On the eve of Felicity Huffman’s return to the stage in David Mamet’s November — where she plays a lesbian speechwriter for the president — the Los Angeles Times caught up with the actress, who had some interesting admissions.
“I’m a lemming,” Huffman told writer Deborah Vankin about her political leanings. “I have the backbone of a chocolate éclair.”
While she’s pro-choice and made an impassioned plea for transgender rights after winning a Golden Globe for Transamerica, Huffman says she often looks to others to shape her political ideals. Vankin wasn’t entirely convinced, saying, “Come on. You're a strong woman with strong opinions.” Self-deprecating Huffman disagreed with that sentiment.
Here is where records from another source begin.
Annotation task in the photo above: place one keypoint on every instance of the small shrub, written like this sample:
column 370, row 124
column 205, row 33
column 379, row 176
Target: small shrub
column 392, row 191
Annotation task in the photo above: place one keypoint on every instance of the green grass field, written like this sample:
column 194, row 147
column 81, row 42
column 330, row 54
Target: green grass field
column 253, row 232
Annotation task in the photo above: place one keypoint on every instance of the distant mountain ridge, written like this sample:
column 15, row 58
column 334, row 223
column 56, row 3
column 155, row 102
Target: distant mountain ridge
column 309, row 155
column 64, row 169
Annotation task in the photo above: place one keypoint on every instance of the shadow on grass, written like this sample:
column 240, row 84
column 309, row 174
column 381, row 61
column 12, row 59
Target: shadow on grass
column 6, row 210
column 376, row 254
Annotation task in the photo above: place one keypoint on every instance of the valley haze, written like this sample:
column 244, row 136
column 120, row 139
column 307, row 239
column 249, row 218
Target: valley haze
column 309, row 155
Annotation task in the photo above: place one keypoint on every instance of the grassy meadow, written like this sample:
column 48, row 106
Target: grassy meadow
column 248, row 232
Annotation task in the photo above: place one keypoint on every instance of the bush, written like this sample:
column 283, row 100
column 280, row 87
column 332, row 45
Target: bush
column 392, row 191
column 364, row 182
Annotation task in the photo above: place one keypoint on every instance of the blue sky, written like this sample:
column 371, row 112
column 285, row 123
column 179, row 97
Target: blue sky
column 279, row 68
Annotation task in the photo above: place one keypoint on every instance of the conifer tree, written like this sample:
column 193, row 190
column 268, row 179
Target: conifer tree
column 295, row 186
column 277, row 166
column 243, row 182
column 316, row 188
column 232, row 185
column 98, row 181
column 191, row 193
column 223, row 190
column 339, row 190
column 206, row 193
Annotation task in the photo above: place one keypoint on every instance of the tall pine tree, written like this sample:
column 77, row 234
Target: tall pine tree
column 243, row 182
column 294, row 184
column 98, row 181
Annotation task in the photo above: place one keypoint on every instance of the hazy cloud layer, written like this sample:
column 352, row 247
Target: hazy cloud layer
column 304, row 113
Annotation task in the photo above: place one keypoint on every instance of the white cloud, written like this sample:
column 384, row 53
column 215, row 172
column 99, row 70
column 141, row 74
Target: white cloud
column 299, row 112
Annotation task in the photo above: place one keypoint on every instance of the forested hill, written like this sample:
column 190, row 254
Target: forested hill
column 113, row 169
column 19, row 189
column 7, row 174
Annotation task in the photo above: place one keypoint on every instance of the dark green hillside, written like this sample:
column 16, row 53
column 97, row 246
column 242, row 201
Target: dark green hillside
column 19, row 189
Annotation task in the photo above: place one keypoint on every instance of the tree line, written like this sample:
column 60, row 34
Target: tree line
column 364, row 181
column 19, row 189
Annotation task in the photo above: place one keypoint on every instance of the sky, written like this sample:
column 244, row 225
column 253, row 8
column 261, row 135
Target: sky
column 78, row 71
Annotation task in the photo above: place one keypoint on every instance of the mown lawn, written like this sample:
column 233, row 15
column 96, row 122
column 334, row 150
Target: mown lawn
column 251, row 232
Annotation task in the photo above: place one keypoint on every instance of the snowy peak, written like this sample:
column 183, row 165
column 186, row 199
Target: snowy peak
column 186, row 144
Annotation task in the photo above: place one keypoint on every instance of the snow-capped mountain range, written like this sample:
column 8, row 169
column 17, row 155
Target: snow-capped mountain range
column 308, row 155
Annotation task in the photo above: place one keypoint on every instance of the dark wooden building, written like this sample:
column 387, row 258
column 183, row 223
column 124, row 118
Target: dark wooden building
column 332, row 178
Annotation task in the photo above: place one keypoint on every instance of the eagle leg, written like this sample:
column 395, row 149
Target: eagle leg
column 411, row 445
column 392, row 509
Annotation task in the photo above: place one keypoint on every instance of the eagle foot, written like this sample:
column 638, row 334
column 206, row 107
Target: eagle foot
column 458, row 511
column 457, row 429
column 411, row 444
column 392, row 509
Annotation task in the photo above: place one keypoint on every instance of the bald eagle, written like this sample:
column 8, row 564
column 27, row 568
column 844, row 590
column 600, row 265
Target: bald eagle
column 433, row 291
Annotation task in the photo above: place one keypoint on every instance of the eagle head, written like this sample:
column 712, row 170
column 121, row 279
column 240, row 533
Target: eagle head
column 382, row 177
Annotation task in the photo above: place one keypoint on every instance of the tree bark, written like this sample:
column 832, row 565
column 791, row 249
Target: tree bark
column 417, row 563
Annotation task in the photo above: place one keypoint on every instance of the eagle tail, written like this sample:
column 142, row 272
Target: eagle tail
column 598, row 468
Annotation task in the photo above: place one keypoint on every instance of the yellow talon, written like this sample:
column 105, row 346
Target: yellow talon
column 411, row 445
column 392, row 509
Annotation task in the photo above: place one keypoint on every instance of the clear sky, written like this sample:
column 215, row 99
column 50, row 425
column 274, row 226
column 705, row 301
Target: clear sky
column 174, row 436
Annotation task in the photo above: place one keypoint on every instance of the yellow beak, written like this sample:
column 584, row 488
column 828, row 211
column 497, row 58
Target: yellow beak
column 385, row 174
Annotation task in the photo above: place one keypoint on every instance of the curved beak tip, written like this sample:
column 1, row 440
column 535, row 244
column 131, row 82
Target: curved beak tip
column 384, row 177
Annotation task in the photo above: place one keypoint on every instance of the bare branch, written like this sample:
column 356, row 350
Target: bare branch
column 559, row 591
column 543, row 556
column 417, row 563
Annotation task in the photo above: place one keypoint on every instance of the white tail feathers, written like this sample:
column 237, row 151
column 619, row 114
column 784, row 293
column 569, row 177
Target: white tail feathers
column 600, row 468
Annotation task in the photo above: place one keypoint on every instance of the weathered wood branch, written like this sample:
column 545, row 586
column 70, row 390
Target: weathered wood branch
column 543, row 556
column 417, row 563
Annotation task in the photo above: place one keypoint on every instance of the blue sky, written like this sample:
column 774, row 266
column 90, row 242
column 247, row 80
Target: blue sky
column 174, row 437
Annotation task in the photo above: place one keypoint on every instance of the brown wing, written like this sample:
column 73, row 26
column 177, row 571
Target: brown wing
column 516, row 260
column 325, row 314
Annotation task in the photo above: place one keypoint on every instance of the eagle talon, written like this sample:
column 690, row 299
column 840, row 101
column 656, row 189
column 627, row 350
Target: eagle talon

What is clear is that Huffman is a great actress and her role as a gay speechwriter facing not only her boss’s likely loss in the presidential election, but a nasty cold, is highly anticipated by theater watchers and Huffman fans. The star tells Vankin that Huffman’s mother, trained as an actress before starting a family in her early twenties, never embraced her work on Desperate Housewives, instead heralding her theater roles, which began with her replacing Madonna in Mamet’s Speed-the-Plow (she credits Mamet with launching her stellar career).
“This is the first play I’ve ever done that my mom will not be coming to,” she says. But Huffman, a busy working girl who runs a blog for working moms, doesn’t have time for nostalgia or self-pity. It’s hard not to look up to this lemming as a rare Hollywood role model.